There is a strong Catholic involvement in the running of other hospitals, though their ownership structures are more complex than at the Mater or St Vincent’s.

Our Lady's Children's Hospital in Crumlin was set up by the Archbishop of Dublin in the 1950s and the incumbent, Dr Diarmuid Martin, chairs board meeting. The hospital is owned by the board.

Four clerics of various hues sit ex officio on the board of the National Maternity Hospital, which was established under an Act of the Oireachtas in the 1930s. Dr Martin is, by law, the chair of the hospital but is not active in the post.

The level of Catholic influence is, arguably, far higher in private medicine than in the public system.
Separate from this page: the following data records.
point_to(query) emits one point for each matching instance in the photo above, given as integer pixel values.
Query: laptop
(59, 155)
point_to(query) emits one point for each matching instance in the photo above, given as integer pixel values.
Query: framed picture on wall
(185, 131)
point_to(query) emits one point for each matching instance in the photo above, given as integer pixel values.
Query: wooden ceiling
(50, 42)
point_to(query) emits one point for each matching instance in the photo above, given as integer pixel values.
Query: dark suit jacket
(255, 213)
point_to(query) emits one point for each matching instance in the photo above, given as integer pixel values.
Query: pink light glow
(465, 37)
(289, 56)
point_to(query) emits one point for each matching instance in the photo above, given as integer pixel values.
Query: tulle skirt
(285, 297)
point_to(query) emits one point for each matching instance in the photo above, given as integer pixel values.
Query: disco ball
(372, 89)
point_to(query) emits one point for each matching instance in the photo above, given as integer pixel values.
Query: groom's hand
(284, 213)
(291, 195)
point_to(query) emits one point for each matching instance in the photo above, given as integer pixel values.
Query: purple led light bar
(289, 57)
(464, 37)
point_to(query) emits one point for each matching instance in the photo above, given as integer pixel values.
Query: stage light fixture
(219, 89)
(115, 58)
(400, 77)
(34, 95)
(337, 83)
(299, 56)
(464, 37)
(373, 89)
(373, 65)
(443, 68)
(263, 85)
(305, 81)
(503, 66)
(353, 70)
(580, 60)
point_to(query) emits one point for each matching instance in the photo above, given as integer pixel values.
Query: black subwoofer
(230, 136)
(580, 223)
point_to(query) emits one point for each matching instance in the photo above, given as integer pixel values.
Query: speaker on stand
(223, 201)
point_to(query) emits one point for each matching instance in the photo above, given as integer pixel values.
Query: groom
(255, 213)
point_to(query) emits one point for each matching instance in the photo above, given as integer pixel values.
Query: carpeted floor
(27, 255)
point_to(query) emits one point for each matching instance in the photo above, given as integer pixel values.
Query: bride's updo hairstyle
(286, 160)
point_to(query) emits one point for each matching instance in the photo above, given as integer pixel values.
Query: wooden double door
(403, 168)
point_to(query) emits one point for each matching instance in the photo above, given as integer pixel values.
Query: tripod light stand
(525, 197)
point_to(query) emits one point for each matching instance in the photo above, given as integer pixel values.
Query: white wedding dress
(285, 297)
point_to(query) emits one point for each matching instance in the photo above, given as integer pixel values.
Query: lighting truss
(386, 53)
The Bon Secours order, which ran the mother-and-baby home in Tuam, owns one of the biggest private healthcare businesses in Ireland, which pays €3 million in annual rent to the order.

Meanwhile, Jimmy Sheehan founded the Blackrock Clinic and related private hospitals as avowedly Catholic institutions.

Yet despite the perception in some quarters that the church is refusing to cede control in healthcare, many orders have closed down hospitals or passed ownership to the state in recent decades. Our Lady of Lourdes in Drogheda and Portiuncula in Ballinasloe, for example, were formerly owned by religious orders but are now part of the HSE.